Menashe, always ready with his expert leather stitchery, offered a solution.  Come back in a week, he said, and for 150 shek, he'd rebuild my shoes.  And he did!  They look and feel like they could go at least another decade.

"Mash'hu, mash'hu! You won't believe it!" said Menashe's wife proudly.  He even polished them, as Menashe never does anything by halves.
 If you need leather repair of any kind at reasonable prices (as well as shoes in a surprising variety of sizes, also affordable), contact Menashe at 050-760-9902, or 02-622-2912.

A taste of everyone's offerings.  There wasn't a bad bite on the plate.
Sandwiched in between the broken shoes and their repair was an enjoyable and educational Rosh Chodesh evening here in Neve Daniel.  Women from our community got together and showed off their favorite chalavi (aka milchig, aka dairy) delicacies.  Of course, I forced myself to try everyone's culinary offerings, not wanting to offend the neighbors.  (What lengths I will go to for peace!)  Little did I know that I am surrounded by world-class cooking talent, right here in my small town!  Fortunately, there will be a cookbook forthcoming -- as soon as all of you turn in your recipes to Haya.  (No pressure.  Well, a little pressure...  I really want to prepare these delights for my family!)

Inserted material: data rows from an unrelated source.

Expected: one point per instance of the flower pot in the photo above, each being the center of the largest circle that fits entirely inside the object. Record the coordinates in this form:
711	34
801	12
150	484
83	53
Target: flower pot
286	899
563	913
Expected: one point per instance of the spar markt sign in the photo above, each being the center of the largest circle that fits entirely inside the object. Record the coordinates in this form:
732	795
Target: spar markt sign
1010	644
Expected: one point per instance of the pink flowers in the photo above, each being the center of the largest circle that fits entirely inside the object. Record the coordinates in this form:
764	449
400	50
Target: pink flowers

I have been making sushi for years.  But the tricks I learned during Corinne's sushi class helped me get over one hurdle: the rice-on-the-outside roll.  Yesh!  And I had a great time with friends.

Proud Cornhusker and newly-married blogger buddy Chaviva shows off our group talent.
There were mitpachot (head scarves) and handmade jewelry for sale, as well as gifts of kedusha available.  Each of us was given our own personal pasuk of Tehillim, with an explanation of what it might mean for us personally, by another lovely and learned neighbor.

My assigned verse: "Your laws were music to me in my dwelling place."

Another son, Sports Guy, was officially inducted into the IDF, at his tekes hashba'ah (swearing-in ceremony), at which he received the Jewish state's weapons of war: an M16 and a Tanach.  (There is something very perspective-enhancing about receiving a Jewish Bible from one's military commander.)

Sports Guy's Coach on the Judean Rebels is also his proud papa.

The week ended with yet another of the stunningly complex surprise parties that my personal young people have been throwing for other young people.  (Yeshiva Bochur:  "I've put a ban on all surprise parties among the brothers for the next year.  Seriously.  These are wearing us out.")  Somehow, the young person being surprised always "falls for it," much to everyone's joy.  Once in a while, we old people get to play a part.  I got to show off my inside-out sushi for our young friend, who prefers fish and rice to anything al ha aish (Israeli-speak for barbecued), and the Dearly Beloved and I put together a watermelon "cake" for her, since she doesn't eat cinnamon rolls.

What to make for your favorite health-conscious, vegetarian birthday girl? Watermelon, cut in the shape of a cake, with fruit decorations attached by toothpicks. Nutritious, delicious, and cute!

That surprised smile from our young friend Molly McMolly and the "job well done" smile from Stunt Man were more than worth the effort.

Next up:  The Kraft Family IFL (Israel [American] Football League) Awards Banquet, followed by Shavuot, meaning cheesecake and all-night-learning (for the guys.  To paraphrase Dirty Harry: "A woman's gotta know her limitations."  And this woman holds by early to bed, early to rise).  Then the Strung-Out Quartet performs at the Judean Rebels' year-end barbecue.  Should be a fun and joyful week, bs"d!

May we share many more joyful stories than sad ones.  Chodesh tov, and shavua tov!